Juntos o por separado. Más o menos al año de vivir juntos, José y Fernando se plantearon abrir su pareja a la posibilidad de otras relaciones. "La sexualidad es parte de mi libertad, algo que nunca cedería en el consenso previo que implica la pareja", arguye José. Para ambos, la fidelidad sexual no sólo no es imprescindible, sino que constituye "un obstáculo" para el éxito y la longevidad de una pareja porque "se basa en la mentira". La coherencia de la tesis es impecable, pero ¿y los celos?

"Confieso que me rayé un poco al principio. Tenía miedo de perderle. Pero es inútil preocuparse por eso. No hace falta irte a la cama con nadie para ser infiel, José y yo nos enamoramos sin habernos tocado", dice Fernando. "Los celos no sirven de nada. Lo que tiene que ser, será", concluye José.

El pragmatismo juega un papel importante en su relación. Al principio tenían cuentas separadas, hasta que el continuo ir y venir de ingresos y gastos acabó con su paciencia. Ahora tienen un particular régimen de gananciales.
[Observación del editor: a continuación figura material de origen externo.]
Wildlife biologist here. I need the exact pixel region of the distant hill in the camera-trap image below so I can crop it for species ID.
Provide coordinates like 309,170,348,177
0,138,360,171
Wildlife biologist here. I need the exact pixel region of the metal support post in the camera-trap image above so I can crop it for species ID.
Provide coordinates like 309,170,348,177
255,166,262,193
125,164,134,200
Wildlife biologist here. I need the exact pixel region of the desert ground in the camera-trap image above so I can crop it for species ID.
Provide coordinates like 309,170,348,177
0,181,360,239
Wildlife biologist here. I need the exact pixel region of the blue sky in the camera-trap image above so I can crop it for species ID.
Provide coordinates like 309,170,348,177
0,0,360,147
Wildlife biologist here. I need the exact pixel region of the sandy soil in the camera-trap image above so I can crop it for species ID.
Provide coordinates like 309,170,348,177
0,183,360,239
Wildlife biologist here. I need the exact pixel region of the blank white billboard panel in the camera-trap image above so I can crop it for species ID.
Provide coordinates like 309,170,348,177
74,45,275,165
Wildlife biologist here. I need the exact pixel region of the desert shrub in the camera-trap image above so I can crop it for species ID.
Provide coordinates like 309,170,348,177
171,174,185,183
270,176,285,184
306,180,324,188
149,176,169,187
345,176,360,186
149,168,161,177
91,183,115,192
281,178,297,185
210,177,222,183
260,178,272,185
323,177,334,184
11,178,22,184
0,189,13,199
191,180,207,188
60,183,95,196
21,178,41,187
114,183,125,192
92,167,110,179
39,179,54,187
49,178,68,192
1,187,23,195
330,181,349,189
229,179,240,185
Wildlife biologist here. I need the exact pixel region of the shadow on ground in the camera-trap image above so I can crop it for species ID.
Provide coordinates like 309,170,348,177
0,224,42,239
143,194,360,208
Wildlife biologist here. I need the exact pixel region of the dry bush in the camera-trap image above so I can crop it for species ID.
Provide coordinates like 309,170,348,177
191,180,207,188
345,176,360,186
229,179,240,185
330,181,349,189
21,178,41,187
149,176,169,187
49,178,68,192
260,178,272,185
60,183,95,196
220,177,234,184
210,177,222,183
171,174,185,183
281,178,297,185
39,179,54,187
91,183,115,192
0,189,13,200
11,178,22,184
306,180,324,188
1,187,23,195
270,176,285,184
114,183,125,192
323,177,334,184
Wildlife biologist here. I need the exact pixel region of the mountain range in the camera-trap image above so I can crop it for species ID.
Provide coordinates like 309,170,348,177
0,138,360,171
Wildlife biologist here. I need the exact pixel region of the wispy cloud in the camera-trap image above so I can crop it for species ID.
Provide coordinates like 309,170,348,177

Viven por encima de sus posibilidades -una habitación-suite en un amplio ático en el centro de Madrid- a costa de compartir su casa con otras tres personas -dos varones gays y una chica heterosexual- en una especie de Aquí no hay quien viva cotidiano.

Fernando mantiene a José - que ha vuelto a estudiar después de aparcar derecho en Zaragoza- a base de empleos temporales, los últimos como portero de noche en un hostal y camarero de fin de semana en Cogam, el emblemático colectivo de gays y lesbianas de Madrid. "José es mi inversión de futuro", sostiene; "cuando acabe la carrera, será él quien trabaje en un empleo fijo y bien pagado, y yo podré dedicarme a trabajos más personales y creativos. Somos una pareja: hoy por ti y mañana por mí".

Puede que José tenga el despacho y el monovolumen con el que fantaseaba de adolescente. O no. Marido ya tiene. El suyo será un matrimonio por interés: "Para mí es como cualquier otro contrato. Con él, simplemente, busco el beneficio que pueda reportarle a mi familia, y mi familia es Fernando". Pero también, y sobre todo, será una boda por amor. Amor de hombre a hombre.

"Si tener ganas de estar con él, de tocarle, de mirarle, de hablar con él, si eso es estar enamorado, pues lo estamos. Pero sin ñoñeces, ¿vale?". Vale.